Toutes les techniques de rééducation périnéale ne se valent pas selon le type d’incontinence traité. La Haute Autorité de Santé a analysé la littérature scientifique disponible pour établir des recommandations claires sur le choix des techniques selon que l’incontinence est d’effort, par impériosité ou mixte.
Pour l’incontinence urinaire d’effort
L’incontinence d’effort (fuites lors de la toux, du sport, du rire) répond particulièrement bien aux exercices du plancher pelvien. Une étude de Bø portant sur 107 patientes réparties en 4 groupes a comparé l’efficacité à 6 mois :
- Exercices du plancher pelvien (EPP) : réduction de -1,2 fuites sur 3 jours — résultats statistiquement significatifs
- Électrostimulation fonctionnelle (ESF) : réduction de -0,7 fuites — non significatif
- Cônes vaginaux : résultats non significatifs à 6 mois
- Groupe contrôle : pas d’amélioration spontanée
Les exercices du plancher pelvien sont donc la technique de référence pour l’IUE. Le biofeedback associé aux exercices améliore encore les résultats en permettant un meilleur apprentissage du geste.

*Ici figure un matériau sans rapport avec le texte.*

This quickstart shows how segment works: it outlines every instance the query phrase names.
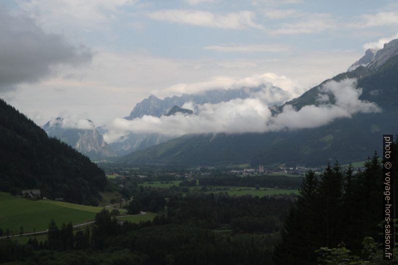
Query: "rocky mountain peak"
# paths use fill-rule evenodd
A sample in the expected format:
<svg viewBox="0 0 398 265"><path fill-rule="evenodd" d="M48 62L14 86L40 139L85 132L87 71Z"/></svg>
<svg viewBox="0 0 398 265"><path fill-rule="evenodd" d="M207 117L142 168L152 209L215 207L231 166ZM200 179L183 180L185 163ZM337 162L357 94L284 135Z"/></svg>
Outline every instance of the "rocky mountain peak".
<svg viewBox="0 0 398 265"><path fill-rule="evenodd" d="M385 63L390 58L398 55L398 39L392 40L385 43L382 49L369 49L359 60L353 63L348 68L348 71L354 70L360 66L363 66L371 72L376 70Z"/></svg>
<svg viewBox="0 0 398 265"><path fill-rule="evenodd" d="M177 112L180 112L181 113L186 114L191 114L193 113L191 110L188 110L187 109L183 109L182 108L180 108L177 105L174 105L171 108L170 110L169 111L168 113L166 114L166 116L171 116L177 113Z"/></svg>

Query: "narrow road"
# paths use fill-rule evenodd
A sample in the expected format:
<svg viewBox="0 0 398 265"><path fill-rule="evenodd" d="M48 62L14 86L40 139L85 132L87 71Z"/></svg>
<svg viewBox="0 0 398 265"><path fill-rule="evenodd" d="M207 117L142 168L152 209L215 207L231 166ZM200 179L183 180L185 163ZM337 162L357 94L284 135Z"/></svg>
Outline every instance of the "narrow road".
<svg viewBox="0 0 398 265"><path fill-rule="evenodd" d="M127 217L127 216L135 216L137 215L142 215L143 214L146 214L146 212L144 211L140 211L139 214L129 214L128 215L118 215L117 216L114 216L117 218L122 218L124 217ZM78 223L73 226L73 228L76 227L81 227L82 226L84 226L85 225L87 225L88 224L91 224L92 223L94 223L95 222L95 221L86 221L83 222L82 223ZM15 234L14 235L9 235L8 236L2 236L0 237L0 239L3 238L6 238L7 237L15 237L16 236L22 236L23 235L31 235L33 234L44 234L47 232L47 230L43 230L43 231L38 231L37 232L32 232L31 233L25 233L24 234L22 234L22 235L20 234Z"/></svg>

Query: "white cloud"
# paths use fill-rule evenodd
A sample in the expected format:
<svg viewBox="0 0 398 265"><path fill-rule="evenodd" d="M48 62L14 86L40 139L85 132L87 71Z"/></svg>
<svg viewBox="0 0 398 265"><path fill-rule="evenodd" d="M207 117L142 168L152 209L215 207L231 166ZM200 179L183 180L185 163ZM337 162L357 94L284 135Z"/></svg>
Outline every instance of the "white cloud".
<svg viewBox="0 0 398 265"><path fill-rule="evenodd" d="M284 19L297 15L299 13L294 9L268 9L264 12L264 15L269 19Z"/></svg>
<svg viewBox="0 0 398 265"><path fill-rule="evenodd" d="M280 6L281 5L298 4L303 0L253 0L252 5L253 6Z"/></svg>
<svg viewBox="0 0 398 265"><path fill-rule="evenodd" d="M213 45L203 48L204 50L210 50L219 52L235 52L235 53L280 53L286 52L288 50L284 45L230 45L219 46Z"/></svg>
<svg viewBox="0 0 398 265"><path fill-rule="evenodd" d="M50 127L60 126L63 129L78 129L80 130L94 130L94 123L87 119L79 119L71 116L62 119L52 119L49 122Z"/></svg>
<svg viewBox="0 0 398 265"><path fill-rule="evenodd" d="M201 27L220 29L263 29L254 20L255 14L251 11L241 11L225 15L198 10L170 9L150 13L148 16L154 20Z"/></svg>
<svg viewBox="0 0 398 265"><path fill-rule="evenodd" d="M0 96L41 125L65 109L87 112L88 118L101 125L128 115L137 103L151 94L161 98L215 87L228 88L248 77L261 79L262 74L253 73L270 70L278 77L288 77L262 78L286 90L297 87L305 92L345 71L347 65L362 55L352 51L326 50L284 58L182 59L107 50L94 52L88 67L58 67L49 79L18 85L17 90L0 93ZM212 82L218 84L206 84ZM204 89L202 86L206 85L208 88ZM43 118L37 118L37 112Z"/></svg>
<svg viewBox="0 0 398 265"><path fill-rule="evenodd" d="M355 79L345 79L339 82L331 81L320 89L320 96L330 93L334 96L334 104L325 103L319 106L305 106L296 111L286 105L280 114L267 122L270 130L315 128L330 123L339 118L351 118L357 113L378 112L380 108L374 103L358 99L362 89L356 88Z"/></svg>
<svg viewBox="0 0 398 265"><path fill-rule="evenodd" d="M369 42L363 45L363 49L367 50L368 49L375 49L379 50L384 47L384 44L388 43L392 40L398 39L398 33L388 38L383 38L375 42Z"/></svg>
<svg viewBox="0 0 398 265"><path fill-rule="evenodd" d="M193 94L215 89L254 88L264 84L271 84L282 88L291 98L297 97L305 92L304 89L296 80L285 76L278 76L273 73L265 73L240 79L217 77L208 81L179 83L166 88L163 90L163 93L168 92L168 94L174 95Z"/></svg>
<svg viewBox="0 0 398 265"><path fill-rule="evenodd" d="M362 21L355 26L360 28L398 25L398 12L380 12L362 16Z"/></svg>
<svg viewBox="0 0 398 265"><path fill-rule="evenodd" d="M202 3L213 3L215 0L185 0L191 6L197 6Z"/></svg>
<svg viewBox="0 0 398 265"><path fill-rule="evenodd" d="M318 33L336 27L337 23L330 14L308 14L298 21L283 24L279 28L269 32L275 35Z"/></svg>
<svg viewBox="0 0 398 265"><path fill-rule="evenodd" d="M319 90L319 94L332 95L334 104L325 102L318 106L307 105L298 111L286 105L281 113L274 116L268 105L259 98L234 99L216 104L193 106L190 103L185 107L196 109L197 115L144 116L131 121L116 118L108 126L109 131L104 137L107 142L112 142L129 132L179 136L187 133L241 133L314 128L337 118L351 118L357 113L380 111L374 103L359 100L361 93L362 90L356 88L355 79L330 81Z"/></svg>
<svg viewBox="0 0 398 265"><path fill-rule="evenodd" d="M137 0L16 0L21 9L50 32L102 28Z"/></svg>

Le biofeedback : un amplificateur des résultats
Une revue de la littérature analysant 6 études comparatives montre que les exercices du plancher pelvien associés au biofeedback sont statistiquement plus efficaces que les exercices seuls. L’étude de Glavind sur 37 patientes montre après 4 séances d’apprentissage et 3 mois de travail à domicile :
- À 3 mois : 39 % de guérison complète, 42 % d’amélioration significative
- À 2 ans : maintien des résultats avec 27 % de guérison et 47 % d’amélioration
Le biofeedback facilite l’apprentissage de la contraction périnéale correcte, évite les erreurs de recrutement musculaire (contractions des abdominaux ou des fessiers à la place du périnée) et améliore la motivation par la visualisation des progrès.
Pour l’incontinence par impériosité
L’incontinence par urgence (envie soudaine avec fuite immédiate) répond mieux aux approches comportementales et à l’électrostimulation à basse fréquence :
- Rééducation comportementale : mictions programmées à intervalles croissants, techniques d’inhibition de l’urgence (contraction périnéale lors de l’envie pour inhiber le détrusor)
- Électrostimulation inhibitrice : stimulation des fibres nerveuses pudendales pour inhiber les contractions involontaires du détrusor
- Biofeedback : apprentissage de la contraction périnéale réflexe lors des envies urgentes
Pour l’incontinence mixte
L’incontinence mixte nécessite une combinaison des deux approches. En pratique, le thérapeute adapte son programme selon la composante dominante :
- Si la composante effort domine : priorité aux exercices de renforcement du plancher pelvien + biofeedback
- Si la composante urgence domine : priorité aux techniques comportementales + électrostimulation inhibitrice
Les résultats sont généralement légèrement inférieurs à ceux de l’incontinence pure d’effort, mais une amélioration significative est obtenue dans la majorité des cas.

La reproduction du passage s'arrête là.